14Ce rôle rempli par Proust, il est difficile de le constater à travers l’étude de Compagnon. Contrairement à la majorité de la critique proustienne, qui aborde le côté juif à travers la figure de la mère et lie d’une manière plus ou moins directe, plus ou moins vulgaire, le juif et la femme, le juif et l’homosexuel (Michel Schneider, par exemple, fait de la mère l’origine des deux perversions de son fils : le judaïsme et l’homosexualité9), Compagnon passe rapidement sur le sujet de Jeanne Weil pour se consacrer aux deux patriarches de la famille : Baruch et Nathé, le père et le grand-père de Jeanne. Loin des propos de Proust lui-même dans sa fameuse lettre de 1896 à Robert de Montesquiou, qui placent le judaïsme du côté de la mère, à l’inverse du père10, le côté juif devient alors le côté des pères, un territoire masculin qui fait corps avec l’image du judaïsme comme résilience des critiques sionistes, ainsi qu’avec l’effort général du mouvement sioniste visant à guérir le juif de sa « maladie », à savoir de sa féminité et de sa défectuosité sexuelle dont la cause serait la vie en diaspora. Antoine Compagnon, en loyal partisan sioniste – qui cite en épigraphe la phrase sur l’endurance de Swann face à la maladie, – constate que les critiques sionistes ont tendance à projeter sur la Recherche et son auteur leurs propres conceptions du Juif et du judaïsme. Nous pouvons lui faire le même reproche, et demander si, enfin, l’étude ne mérite pas de revenir à son titre initial de « Proust sioniste », abandonné par Antoine Compagnon suite à des critiques, arguant que le sionisme n’était pas le fait de l’auteur, mais de ses lecteurs.

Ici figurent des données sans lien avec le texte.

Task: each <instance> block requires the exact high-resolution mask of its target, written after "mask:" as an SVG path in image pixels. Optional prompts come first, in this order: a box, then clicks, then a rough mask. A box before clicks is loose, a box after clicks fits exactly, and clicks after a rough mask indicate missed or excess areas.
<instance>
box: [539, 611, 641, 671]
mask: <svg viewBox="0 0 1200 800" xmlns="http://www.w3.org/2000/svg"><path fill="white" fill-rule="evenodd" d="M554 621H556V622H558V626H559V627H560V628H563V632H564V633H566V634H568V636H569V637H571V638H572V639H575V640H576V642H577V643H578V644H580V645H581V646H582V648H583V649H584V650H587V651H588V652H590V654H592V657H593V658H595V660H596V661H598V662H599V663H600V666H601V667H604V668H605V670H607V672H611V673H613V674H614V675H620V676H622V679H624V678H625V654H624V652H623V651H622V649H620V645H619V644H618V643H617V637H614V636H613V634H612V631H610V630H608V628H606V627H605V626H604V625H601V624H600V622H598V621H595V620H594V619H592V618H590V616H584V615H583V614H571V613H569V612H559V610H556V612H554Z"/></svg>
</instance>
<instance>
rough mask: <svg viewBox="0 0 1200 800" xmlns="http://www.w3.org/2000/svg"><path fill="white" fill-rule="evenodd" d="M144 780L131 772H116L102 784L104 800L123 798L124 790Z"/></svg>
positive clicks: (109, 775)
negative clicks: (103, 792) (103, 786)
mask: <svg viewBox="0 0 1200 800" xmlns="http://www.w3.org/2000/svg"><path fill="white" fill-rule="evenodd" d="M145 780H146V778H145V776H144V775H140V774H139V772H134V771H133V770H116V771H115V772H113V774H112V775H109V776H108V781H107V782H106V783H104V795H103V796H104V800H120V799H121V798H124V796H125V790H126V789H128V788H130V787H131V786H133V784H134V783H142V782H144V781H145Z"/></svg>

15L’attrait des enfants cachés pour la Recherche peut aussi venir du fait que le visage de la mère est maintenu hors narration. Dans un livre crépusculaire consacré à Proust, Saul Friedländer troque pour un instant la plume de l’historien pour celle de l’enfant caché, déclarant que le narrateur évite de décrire le visage de sa mère par crainte de révéler son identité juive11. En effet, lorsqu’on examine son personnage au fil des manuscrits inachevés jusqu’aux derniers brouillons du roman, on constate un processus graduel d’effacement : dans Les Soixante-quinze Feuillets, daté de 1908, elle apparaît sous la forme de son prénom, et dans un chapitre de Contre Sainte-Beuve rédigé en 1909, Proust décrit même « les belles lignes de son visage juif », au moment où elle fredonne lors d’une « petite représentation de famille » les mélodies que Reynaldo Hahn a écrites pour Esther de Racine, l’histoire de la reine juive qui doit cacher son identité pour sauver son peuple de l’extermination, et que sa mère « préfère à tout12 ». Dans la Recherche, ce visage s’abstrait. La mère perd ses traits distinctifs pour devenir un esprit qui plane sur l’œuvre, la construction vide qui la fait tenir ensemble : « La mère : [Proust] voulait la mettre au centre de l’œuvre, lui donner le premier rôle […] – mais elle ne cessera au fur et à mesure qu’il écrit, de s’effacer […]. La mère : […] vide central, tache aveugle, degré zéro de la littérature13», écrit Roland Barthes dans une fiche de travail inédite.

16En 1905, Proust hérite de sa mère un tableau de Francken le Jeune qu’il nomme pour lui-même Esther et Haman. Dans une lettre à Madame Catusse, il précise l’endroit où il voudrait l’accrocher dans son nouvel appartement : « dans une ombre propice14 ».